Weak Canadian dollar not so bad for domestic retailers, tourism: economists

VANCOUVER – The Canadian dollar is expected to remain weak and perhaps reach as low as 90 cents US by the end of the year, but the country’s top economists aren’t panicking yet.

A panel of experts said at a Vancouver Board of Trade forum on Thursday that a low loonie could mean slower economic growth, but it’s not all bad news for Canadians.

“The retail side, the export side and some of the specific industries such as the film industry in B.C. will benefit from a softer dollar,” said Craig Wright, senior vice president and chief economist with RBC Royal Bank.

The loonie declined 6.6 per cent last year and has dropped another three per cent in just the first two weeks of 2014 — the lowest value in four years.

Even though a series of unfortunate events have hit Canada over the last few weeks, including a “miserable employment report” for December and a furious winter storm that slammed the eastern provinces, Doug Porter with BMO Capital Markets said he remains “guardedly optimistic,” about Canada’s economic prospects.

“Part of the reason why the currency is declining is because the outlook for the U.S. economy is improving and there’s just a lot more confidence in the U.S. dollar,” he said.

“There’s also a lot more confidence in Europe that they’re putting their crisis in the rear view mirror, so investors are more willing to pour (investment) into places like Europe and the U.S., and ultimately that will be good news for Canada.”

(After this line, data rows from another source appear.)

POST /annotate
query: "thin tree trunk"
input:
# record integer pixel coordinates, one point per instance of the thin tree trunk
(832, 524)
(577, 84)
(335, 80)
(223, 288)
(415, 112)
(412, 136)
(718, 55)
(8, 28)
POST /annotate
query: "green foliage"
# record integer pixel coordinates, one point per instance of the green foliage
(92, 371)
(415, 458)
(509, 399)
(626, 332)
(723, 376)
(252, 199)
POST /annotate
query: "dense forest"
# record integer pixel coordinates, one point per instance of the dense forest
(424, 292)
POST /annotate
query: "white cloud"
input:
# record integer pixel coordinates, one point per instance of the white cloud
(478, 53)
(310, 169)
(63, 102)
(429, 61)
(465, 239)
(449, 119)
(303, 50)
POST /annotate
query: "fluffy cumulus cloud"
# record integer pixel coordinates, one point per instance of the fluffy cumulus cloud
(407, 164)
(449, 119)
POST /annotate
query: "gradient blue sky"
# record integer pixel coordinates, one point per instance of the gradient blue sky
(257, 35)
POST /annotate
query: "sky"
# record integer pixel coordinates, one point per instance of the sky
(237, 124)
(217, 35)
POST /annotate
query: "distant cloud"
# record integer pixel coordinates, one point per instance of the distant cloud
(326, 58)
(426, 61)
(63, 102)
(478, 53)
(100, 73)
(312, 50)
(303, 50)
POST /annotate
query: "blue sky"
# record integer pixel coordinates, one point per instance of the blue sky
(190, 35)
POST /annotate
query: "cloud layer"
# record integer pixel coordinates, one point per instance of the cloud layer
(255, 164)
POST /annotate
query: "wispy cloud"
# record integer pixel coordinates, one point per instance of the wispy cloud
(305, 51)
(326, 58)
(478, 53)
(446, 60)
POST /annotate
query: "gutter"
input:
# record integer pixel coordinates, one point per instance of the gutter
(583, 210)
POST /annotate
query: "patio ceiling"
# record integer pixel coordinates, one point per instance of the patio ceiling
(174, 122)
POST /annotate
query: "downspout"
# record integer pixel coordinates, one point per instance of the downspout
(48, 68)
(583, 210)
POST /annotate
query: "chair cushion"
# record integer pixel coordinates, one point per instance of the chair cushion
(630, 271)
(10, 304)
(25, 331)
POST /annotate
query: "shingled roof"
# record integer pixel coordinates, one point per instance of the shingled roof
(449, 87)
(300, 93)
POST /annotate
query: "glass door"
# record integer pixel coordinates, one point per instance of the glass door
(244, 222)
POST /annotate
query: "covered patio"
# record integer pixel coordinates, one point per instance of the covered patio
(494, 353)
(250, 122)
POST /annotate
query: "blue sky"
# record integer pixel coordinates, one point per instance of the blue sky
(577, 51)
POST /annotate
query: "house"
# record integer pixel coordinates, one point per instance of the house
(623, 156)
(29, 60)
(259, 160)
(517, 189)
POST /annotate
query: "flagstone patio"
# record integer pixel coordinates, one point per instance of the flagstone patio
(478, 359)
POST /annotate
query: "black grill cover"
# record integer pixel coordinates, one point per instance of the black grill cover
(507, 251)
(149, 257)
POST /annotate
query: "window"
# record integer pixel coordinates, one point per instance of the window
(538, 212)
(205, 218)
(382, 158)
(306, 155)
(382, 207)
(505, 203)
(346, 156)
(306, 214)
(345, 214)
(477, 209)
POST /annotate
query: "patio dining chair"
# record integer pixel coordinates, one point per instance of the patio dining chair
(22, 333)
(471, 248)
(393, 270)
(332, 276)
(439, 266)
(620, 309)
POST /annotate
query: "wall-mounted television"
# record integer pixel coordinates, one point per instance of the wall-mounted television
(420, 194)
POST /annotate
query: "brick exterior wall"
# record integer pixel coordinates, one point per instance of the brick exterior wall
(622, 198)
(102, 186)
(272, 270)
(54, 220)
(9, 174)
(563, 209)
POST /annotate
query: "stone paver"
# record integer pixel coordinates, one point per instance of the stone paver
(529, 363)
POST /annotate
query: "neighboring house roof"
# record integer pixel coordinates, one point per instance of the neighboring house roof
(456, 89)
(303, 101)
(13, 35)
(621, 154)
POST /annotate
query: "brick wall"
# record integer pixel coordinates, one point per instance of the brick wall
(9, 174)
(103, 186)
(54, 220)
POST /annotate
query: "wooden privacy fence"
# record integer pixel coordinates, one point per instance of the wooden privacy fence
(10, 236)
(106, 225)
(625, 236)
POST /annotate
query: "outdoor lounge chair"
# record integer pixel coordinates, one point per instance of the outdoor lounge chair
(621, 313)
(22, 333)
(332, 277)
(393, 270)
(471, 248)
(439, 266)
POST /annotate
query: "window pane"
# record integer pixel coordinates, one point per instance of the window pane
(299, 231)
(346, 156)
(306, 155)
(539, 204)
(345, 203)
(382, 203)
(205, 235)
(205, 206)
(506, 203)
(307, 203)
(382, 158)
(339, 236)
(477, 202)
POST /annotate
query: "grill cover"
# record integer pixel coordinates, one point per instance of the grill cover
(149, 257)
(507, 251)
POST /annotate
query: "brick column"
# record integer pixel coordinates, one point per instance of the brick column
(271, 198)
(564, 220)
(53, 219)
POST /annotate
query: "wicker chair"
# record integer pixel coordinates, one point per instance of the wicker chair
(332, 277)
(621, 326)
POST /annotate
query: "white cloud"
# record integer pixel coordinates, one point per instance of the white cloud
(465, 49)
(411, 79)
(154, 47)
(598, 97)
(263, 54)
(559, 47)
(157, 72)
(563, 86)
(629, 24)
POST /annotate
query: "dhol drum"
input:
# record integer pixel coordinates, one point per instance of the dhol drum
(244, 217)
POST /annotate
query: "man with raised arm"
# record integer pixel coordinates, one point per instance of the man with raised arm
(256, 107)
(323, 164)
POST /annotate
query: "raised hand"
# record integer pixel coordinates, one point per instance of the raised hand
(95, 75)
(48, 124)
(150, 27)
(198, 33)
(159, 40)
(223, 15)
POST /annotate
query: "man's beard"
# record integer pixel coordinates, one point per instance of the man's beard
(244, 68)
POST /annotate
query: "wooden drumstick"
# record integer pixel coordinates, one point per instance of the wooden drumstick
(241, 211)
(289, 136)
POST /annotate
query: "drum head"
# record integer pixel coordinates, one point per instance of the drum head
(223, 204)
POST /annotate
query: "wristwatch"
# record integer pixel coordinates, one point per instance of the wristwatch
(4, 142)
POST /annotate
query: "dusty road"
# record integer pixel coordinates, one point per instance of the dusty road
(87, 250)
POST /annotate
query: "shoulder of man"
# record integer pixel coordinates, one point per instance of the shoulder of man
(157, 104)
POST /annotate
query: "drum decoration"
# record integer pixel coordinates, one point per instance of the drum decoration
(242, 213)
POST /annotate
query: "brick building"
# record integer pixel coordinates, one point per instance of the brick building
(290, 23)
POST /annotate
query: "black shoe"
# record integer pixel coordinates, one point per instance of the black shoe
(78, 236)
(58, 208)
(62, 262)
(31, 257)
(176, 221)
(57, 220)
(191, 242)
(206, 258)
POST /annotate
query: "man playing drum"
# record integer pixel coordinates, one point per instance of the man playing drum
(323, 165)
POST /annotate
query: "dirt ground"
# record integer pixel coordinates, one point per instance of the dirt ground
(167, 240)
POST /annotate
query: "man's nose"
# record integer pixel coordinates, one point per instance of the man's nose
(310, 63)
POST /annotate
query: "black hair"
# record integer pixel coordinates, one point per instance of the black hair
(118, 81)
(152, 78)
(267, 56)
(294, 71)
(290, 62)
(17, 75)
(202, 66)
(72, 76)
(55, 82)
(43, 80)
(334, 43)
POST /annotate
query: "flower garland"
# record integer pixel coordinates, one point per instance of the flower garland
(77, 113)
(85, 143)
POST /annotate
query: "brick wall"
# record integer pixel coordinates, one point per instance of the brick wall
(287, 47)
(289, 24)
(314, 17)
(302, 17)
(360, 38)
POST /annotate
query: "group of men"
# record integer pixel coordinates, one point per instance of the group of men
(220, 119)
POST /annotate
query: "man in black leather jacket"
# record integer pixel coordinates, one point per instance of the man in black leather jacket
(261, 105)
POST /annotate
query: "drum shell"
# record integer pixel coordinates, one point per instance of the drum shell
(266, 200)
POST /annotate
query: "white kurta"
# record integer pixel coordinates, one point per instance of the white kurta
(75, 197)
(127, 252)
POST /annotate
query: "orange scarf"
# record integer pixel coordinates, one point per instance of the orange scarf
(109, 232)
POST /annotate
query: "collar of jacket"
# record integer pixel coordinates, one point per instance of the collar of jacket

Canada’s recovery since the 2008 recession has largely been driven by consumer spending and the housing market, and David Tulk with TD Securities said it’s time businesses took the lead.

Tulk said a weaker loonie may give export industries the tailwind they need, but he still doesn’t expect economic growth to go up by anything more than two per cent.

Panel members said much of Canada’s economic prospects depend on getting Alberta’s oil to market, and the sooner British Columbia can finalize projects like Enbridge’s proposed $8 billion Northern Gateway pipeline, the better.

The project, if approved by the federal government, would see Alberta crude oil transported to the B.C. coast and then shipped to foreign markets.

A review panel concluded last month that the project should go ahead if 209 conditions are met.

David Watt, chief economist with HSBC Bank Canada, said Alberta’s difficulty in getting oil out of the country — which includes the delayed decision on the Keystone XL pipeline to the United States — raises skepticism.

“When we think about investment in the energy sector — $400 billion over the next decade and almost half of that into Alberta for the oil sands — you begin to raise questions about if we can’t get the oil out of Alberta, then there’s an issue of whether investment is actually going to occur, and then our projected outlook for oil production comes into question,” said David Watt,

“How Canada’s going to develop over the next 15, 20 years is at risk with decisions that are going to be made possibly within the next year.”

But Peter Hall, vice president and chief economist with Export Development Canada said he believes projects such as the Northern Gateway pipeline will see the light of day.

“(In) oil alone, as high as $25 billion a year is being lost as a result of the resource being shut in the country,” he said.

“That, together with the means being used to transport this stuff at the moment is not selling well, is actually creating a tremendous amount of monetary incentive to do something about this.”